Ausgehend von dieser Idee des Mulitverse gibt es viele Spider-Men, die alle über die bekannten Spinnenfähigkeiten verfügen und in der Nachbarschaft gegen Bösewichter kämpfen. Sie haben verschiedene Geschlechter und Hautfarben. Sie verhalten sich teils verschieden und sie können verschieden alt sein. Es kann auch sein, dass ein Spider-Man in einer Welt gestorben, aber in einer anderen Welt noch lebendig ist. Und es gibt bestimmte Ereignisse, wie der Tod einer bestimmten Person, die immer eintreten. Diese Idee des Mulitverse, die inzwischen auch im Marvel Cinematic Universe (MCU) (also den Marvel-Realfilmen) etabliert ist, führt im MCU zu einem ermüdenden Anything Goes. Im Spider-Verse führt sie dagegen, jedenfalls in „Beyond the Spider-Verse“, zu der Frage, welche Ereignisse unvermeidbar sind, welche nicht und ob unvermeidbare Ereignisse nicht doch verhindert werden können. Oder, anders gesagt: Kann das vorherbestimmte Schicksal geändert werden? Beantwortet wird, soviel kann verraten werden, diese Frage in diesem Film noch nicht.

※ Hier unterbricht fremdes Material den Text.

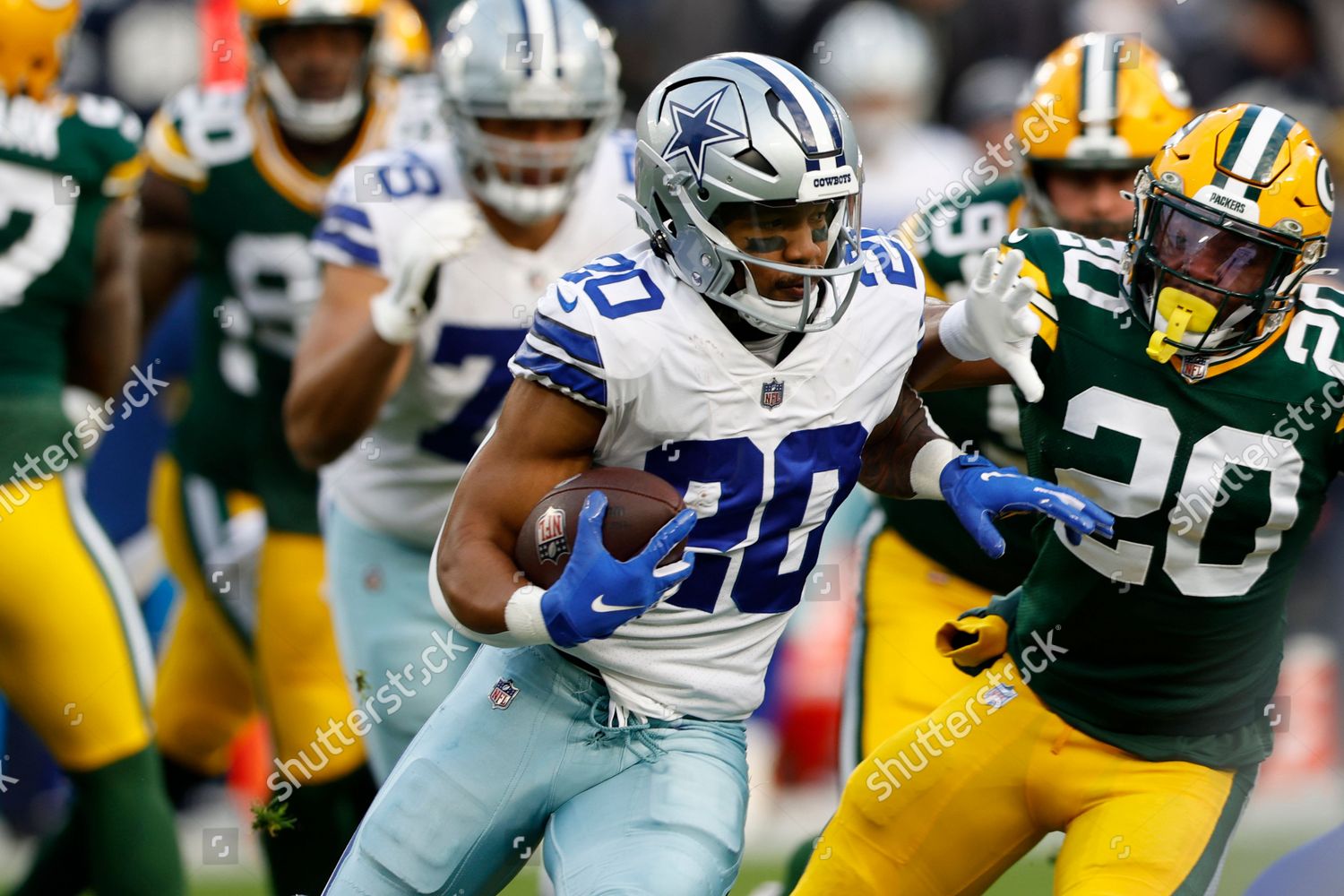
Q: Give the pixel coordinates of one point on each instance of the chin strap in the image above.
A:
(1183, 314)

Bevor Miles Morals sich mit der Frage der Vorherbestimmung beschäftigt, kämpft er in „Across the Spider-Verse“ erst einmal gegen Dr. Jonathan Ohnn. Als Bösewicht The Spot kann er mühelos zwischen Orten und Welten wechseln. Die erste Begegnung von Miles und The Spot ist purer Slapstick. Und er trifft Gwen Stacy wieder. Sie ist, in einer anderen Welt, Spider-Woman und sie versucht sich als Schlagzeugerin in einer Rockband. Gemeinsam besuchen Gwen und Miles andere Welten, lernen andere Spider-Men kennen, kämpfen gegen andere Spider-Men und miteinander gegen Bösewichter.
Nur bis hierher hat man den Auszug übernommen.